With chapters of his organization, The Universal Negro Improvement Association, all over the world, Garvey's influence was worldwide, particularly in the United States where his words "Up, You Mighty Race, You Can Accomplish What You Will!" resonated in the spirit of hundreds of thousands.  There was reportedly a chapter of the UNIA here in the Hill District housed on Colwell St, and the organization's influence and iconography are seen all the way to the current moment: Claude McKay, the great Harlem Renaissance poet and writer for Garvey's paper, The Negro World,  first said the Hill District was "The Crossroads of the World"; the Red, Black and Green flag, the UNIA symbol for Pan African unity, flies in front the Redwood's home (interestingly, it no longer appears to fly in front of Miller African Centered Academy, but shouts to Pittsburgh's artist activist Paradise Gray, member of the X-Clan, the  group that introduced Marcus Garvey to many in the Hip Hop Generation with the famous line "the Red, the Black and the Green with a key...sissy! ); the store of the Ujamaa Collective on Centre Ave, employs "Ujamaa" or "Cooperative Economics"  in its name, one of the 7 Nguzo Saba Principles, created by Dr. Maulana Karenga, who was greatly influenced and inspired by Marcus Garvey; we see references to "August Wilson's Hill District" in our neighborhood library and he was a member of the Black Arts Movement, a movement begun in response to the assassination of El Hajj Malik El Shabazz (who formerly referred to himself as Malcolm X), who was a student of Elijah Muhammad, leader of the Nation of Islam, and who was a Garveyite as Elijah Poole. Even most recently as the last Mayoral Election we saw the Pittsburgh Black Political Convention, led by Hill District resident Sala Udin, employing the motto "One Vision, One Voice, One Vote" a reference or  homage to the UNIA's motto "One Aim, One God, One Destiny."
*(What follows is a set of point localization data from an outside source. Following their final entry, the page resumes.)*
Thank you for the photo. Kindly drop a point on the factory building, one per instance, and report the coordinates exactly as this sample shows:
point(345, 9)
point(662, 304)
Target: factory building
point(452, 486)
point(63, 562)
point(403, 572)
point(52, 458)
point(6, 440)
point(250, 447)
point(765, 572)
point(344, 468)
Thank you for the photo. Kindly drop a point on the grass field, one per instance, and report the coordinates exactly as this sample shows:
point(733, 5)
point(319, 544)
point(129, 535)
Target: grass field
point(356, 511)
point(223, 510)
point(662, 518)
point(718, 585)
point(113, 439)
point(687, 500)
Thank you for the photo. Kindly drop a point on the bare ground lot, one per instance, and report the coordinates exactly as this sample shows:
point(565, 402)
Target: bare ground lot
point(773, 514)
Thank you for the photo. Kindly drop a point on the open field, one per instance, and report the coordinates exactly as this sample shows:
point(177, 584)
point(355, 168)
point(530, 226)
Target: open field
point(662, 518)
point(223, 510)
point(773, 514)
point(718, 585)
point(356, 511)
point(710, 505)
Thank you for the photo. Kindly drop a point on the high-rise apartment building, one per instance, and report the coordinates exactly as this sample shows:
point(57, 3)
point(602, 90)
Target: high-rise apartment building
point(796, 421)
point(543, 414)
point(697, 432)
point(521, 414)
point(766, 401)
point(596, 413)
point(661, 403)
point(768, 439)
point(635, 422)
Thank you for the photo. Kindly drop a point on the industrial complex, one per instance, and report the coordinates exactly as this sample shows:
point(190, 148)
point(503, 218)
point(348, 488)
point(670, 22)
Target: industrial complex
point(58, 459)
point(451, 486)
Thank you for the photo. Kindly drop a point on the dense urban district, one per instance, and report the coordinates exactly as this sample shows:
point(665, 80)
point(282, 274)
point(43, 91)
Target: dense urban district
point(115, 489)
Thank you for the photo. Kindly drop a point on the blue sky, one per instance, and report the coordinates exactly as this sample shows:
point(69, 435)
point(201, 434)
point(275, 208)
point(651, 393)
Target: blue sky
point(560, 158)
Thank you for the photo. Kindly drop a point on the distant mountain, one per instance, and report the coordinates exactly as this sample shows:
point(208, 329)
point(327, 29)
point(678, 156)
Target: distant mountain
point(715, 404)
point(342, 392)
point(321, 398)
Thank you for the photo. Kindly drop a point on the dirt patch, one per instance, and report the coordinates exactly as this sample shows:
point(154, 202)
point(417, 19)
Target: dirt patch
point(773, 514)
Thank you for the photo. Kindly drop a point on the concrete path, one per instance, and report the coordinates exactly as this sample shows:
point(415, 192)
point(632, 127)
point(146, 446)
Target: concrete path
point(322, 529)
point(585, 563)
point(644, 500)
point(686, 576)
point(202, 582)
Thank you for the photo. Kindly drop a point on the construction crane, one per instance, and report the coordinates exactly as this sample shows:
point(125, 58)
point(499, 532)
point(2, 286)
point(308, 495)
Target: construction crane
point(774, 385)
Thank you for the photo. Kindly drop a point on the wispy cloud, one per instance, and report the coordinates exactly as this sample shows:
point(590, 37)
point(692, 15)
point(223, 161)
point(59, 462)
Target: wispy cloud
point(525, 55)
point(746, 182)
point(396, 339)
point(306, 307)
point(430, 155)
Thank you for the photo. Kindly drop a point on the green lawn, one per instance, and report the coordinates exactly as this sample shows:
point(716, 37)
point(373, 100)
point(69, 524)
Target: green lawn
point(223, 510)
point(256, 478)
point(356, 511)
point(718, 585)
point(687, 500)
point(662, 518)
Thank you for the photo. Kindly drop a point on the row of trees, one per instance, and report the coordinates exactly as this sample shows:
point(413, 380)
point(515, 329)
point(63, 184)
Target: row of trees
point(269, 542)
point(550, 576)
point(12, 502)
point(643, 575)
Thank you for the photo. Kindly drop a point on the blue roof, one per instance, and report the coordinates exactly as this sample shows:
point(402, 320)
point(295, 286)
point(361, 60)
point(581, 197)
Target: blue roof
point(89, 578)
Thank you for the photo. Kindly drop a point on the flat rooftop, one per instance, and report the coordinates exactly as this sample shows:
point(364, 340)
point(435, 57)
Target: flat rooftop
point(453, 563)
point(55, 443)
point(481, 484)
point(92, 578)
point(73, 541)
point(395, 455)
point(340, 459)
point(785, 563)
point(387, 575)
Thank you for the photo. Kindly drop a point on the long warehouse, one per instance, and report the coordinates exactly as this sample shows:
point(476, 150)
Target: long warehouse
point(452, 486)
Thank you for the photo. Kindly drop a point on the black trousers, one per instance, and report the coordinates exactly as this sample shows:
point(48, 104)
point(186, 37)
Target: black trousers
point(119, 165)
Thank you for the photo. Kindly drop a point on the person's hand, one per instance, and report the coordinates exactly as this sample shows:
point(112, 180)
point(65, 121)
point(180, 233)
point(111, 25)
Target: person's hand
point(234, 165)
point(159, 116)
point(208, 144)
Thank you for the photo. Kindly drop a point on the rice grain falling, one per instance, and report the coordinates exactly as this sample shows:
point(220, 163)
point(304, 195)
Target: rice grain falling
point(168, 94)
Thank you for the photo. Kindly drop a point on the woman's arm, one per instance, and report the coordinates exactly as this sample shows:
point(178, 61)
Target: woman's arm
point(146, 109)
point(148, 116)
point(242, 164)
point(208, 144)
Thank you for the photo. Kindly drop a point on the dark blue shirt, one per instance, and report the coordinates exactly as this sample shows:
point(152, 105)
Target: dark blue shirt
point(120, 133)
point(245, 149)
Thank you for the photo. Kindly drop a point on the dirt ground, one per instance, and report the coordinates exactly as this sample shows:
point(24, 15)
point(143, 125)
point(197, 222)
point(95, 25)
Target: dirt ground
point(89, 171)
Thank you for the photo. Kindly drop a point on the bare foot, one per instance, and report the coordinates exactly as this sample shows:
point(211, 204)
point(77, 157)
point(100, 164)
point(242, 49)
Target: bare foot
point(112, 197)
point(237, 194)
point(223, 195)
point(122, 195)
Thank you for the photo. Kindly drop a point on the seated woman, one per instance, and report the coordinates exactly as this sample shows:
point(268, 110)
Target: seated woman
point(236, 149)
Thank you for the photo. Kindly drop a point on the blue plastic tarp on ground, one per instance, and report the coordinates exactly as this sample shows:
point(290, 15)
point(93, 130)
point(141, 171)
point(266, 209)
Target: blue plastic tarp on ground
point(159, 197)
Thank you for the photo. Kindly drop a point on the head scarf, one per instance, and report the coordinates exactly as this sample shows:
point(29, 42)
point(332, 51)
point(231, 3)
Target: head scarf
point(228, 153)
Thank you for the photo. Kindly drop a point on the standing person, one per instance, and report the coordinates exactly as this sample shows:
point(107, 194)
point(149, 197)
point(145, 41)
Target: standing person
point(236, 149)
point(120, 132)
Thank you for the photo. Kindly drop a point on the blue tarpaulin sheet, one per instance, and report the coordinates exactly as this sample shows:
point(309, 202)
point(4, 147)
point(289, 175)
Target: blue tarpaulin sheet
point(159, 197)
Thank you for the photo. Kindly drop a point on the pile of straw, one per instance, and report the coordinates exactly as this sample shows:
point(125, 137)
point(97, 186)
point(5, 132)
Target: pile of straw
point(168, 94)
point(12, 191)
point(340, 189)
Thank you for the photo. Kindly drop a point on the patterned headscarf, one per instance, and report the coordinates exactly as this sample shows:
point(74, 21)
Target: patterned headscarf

Marcus Garvey said " A people without knowledge of their past, history, origin and culture is like a tree without roots", here's to the Hill District as one of Pittsburgh's most past honoring neighborhoods and ashe to one of the greatest people in the history of "the Americas" since African people were forcibly brought here and this land's Indigenous people had their land stolen by the English (and Spanish) and the notion of race was created to justify the theft.